Naar boven ↑

Rechtspraak

Triangular Group Information Services and Networking B.V./werkneemster
Rechtbank Noord-Holland (Locatie Zaanstad), 17 april 2025
ECLI:NL:RBNHO:2025:4508
Verstekvonnis. Werkneemster is op staande voet ontslagen vanwege fraude, bestaande uit het voorliegen van Triangular Group Information Services and Networking B.V. door te doen alsof haar zoon was overleden en dat zij daardoor in geldnood zat, frauderen met de rouwkaart en de grafsteenfactuur en op valse gronden niet meer komen werken.
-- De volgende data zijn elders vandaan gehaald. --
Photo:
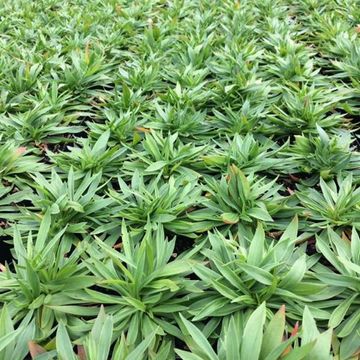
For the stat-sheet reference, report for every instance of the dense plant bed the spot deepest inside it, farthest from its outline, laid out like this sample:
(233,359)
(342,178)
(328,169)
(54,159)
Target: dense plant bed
(180,179)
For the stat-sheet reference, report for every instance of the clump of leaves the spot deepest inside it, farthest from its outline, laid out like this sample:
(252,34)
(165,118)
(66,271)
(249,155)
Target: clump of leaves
(336,204)
(238,198)
(323,155)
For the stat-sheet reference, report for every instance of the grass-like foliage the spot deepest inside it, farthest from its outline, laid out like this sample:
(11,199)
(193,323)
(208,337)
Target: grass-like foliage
(180,179)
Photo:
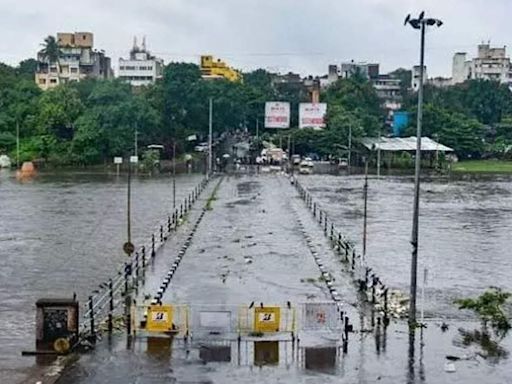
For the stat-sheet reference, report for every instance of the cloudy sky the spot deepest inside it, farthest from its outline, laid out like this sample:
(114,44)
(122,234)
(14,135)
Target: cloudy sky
(280,35)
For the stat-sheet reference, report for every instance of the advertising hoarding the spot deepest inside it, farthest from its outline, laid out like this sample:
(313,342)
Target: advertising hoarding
(277,114)
(312,115)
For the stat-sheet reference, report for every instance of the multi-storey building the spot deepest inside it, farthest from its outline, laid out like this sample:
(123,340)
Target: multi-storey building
(490,64)
(211,69)
(77,60)
(141,68)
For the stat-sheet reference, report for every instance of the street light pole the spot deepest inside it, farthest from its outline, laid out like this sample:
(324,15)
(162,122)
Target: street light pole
(349,147)
(420,23)
(210,129)
(174,174)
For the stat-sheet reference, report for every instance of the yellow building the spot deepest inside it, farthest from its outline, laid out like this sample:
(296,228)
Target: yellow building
(211,69)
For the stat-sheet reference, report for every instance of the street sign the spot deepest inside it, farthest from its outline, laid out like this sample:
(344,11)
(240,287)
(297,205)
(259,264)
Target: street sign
(128,248)
(159,318)
(267,319)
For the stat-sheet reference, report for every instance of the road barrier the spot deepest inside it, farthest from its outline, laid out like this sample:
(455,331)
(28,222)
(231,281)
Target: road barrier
(210,322)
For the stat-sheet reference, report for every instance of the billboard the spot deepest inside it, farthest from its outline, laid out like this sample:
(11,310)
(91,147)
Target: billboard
(312,115)
(277,114)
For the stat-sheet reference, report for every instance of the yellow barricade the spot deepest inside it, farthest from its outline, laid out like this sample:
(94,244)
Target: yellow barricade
(159,318)
(267,319)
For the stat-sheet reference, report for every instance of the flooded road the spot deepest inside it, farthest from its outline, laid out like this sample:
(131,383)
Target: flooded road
(62,233)
(465,228)
(259,243)
(262,219)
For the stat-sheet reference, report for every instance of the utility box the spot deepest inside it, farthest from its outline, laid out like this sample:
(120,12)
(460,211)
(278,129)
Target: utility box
(56,324)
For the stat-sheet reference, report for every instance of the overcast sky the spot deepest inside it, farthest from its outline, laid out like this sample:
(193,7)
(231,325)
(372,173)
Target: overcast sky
(280,35)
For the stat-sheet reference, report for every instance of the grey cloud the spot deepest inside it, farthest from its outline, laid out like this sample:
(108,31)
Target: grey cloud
(299,35)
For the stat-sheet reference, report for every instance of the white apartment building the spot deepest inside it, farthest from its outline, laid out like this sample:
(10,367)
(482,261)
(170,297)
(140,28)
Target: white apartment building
(141,68)
(490,64)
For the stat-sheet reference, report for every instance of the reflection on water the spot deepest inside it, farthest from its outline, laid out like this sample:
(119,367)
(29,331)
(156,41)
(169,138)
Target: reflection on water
(266,353)
(62,233)
(465,230)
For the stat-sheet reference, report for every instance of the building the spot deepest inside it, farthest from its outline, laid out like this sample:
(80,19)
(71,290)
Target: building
(415,78)
(141,68)
(77,60)
(490,64)
(211,69)
(389,90)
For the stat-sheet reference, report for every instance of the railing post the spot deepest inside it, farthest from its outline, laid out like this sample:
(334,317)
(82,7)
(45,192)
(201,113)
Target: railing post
(91,314)
(127,298)
(110,305)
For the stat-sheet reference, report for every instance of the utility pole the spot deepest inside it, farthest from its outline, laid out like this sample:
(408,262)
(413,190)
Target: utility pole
(420,23)
(136,144)
(378,155)
(349,147)
(210,131)
(365,219)
(174,174)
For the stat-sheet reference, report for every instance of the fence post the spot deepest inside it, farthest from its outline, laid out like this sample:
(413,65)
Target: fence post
(111,305)
(91,313)
(127,298)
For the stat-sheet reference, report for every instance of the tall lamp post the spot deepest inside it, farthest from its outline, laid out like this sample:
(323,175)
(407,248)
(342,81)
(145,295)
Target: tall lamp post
(420,23)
De verzoeken van TGI worden grotendeels toegewezen.

Feiten

Werkneemster is op 1 november 2024 in dienst getreden bij Triangular Group Information Services and Networking B.V. (hierna: TGI). Omstreeks haar tweede werkweek verscheen werkneemster niet op de plek waar zij door TGI tewerkgesteld was, te weten bij de gemeente Rotterdam. Toen de projectleider daarover contact opnam, gaf werkneemster aan dat haar zoon ernstig ziek was. Op 3 december 2024 vernam TGI dat de zoon van werkneemster was overleden. Op 4 december 2024 nam TGI contact op met werkneemster. Werkneemster gaf aan in de financiële problemen te komen door de uitvaartkosten. TGI gaf aan een gedeelte van de grafsteen van de zoon van werkneemster te betalen. Op 10 december 2024 heeft TGI € 2.000 aan werkneemster overgemaakt ten behoeve van de grafsteen. Werkneemster heeft TGI op verzoek een factuur van de grafsteen gestuurd, alsmede de rouwkaart. Omdat deze bestanden vragen opriepen, is werkneemster op 20 december 2024 geschorst in verband met een onderzoek naar mogelijke fraude. Op 24 december 2024 is werkneemster op staande voet ontslagen vanwege fraude, bestaande uit het voorliegen van TGI door te doen alsof haar zoon was overleden en dat zij daardoor in geldnood zat, frauderen met de rouwkaart en de grafsteenfactuur en op valse gronden niet meer komen werken. Op 20 januari 2025 heeft TGI aangifte tegen werkneemster gedaan vanwege fraude. TGI verzoekt een veroordeling van werkneemster tot betaling van € 18.646,79 aan gefixeerde schadevergoeding, € 2.000 aan begrafeniskosten, € 24.628,82 aan overige schade, € 1.673,12 aan beschikbaar gestelde en niet teruggegeven bedrijfsmiddelen én de proceskosten.

Oordeel

De kantonrechter oordeelt als volgt. Aan werkneemster wordt verstek verleend. De verzoeken van TGI worden toegewezen. De kantonrechter begroot de door TGI verzochte schade op € 2.000 minder dan TGI heeft aangevoerd, omdat dat bedrag zowel in het kader van de onverschuldigde betaling als de schadevergoeding is meegenomen. Werkneemster wordt in de proceskosten veroordeeld.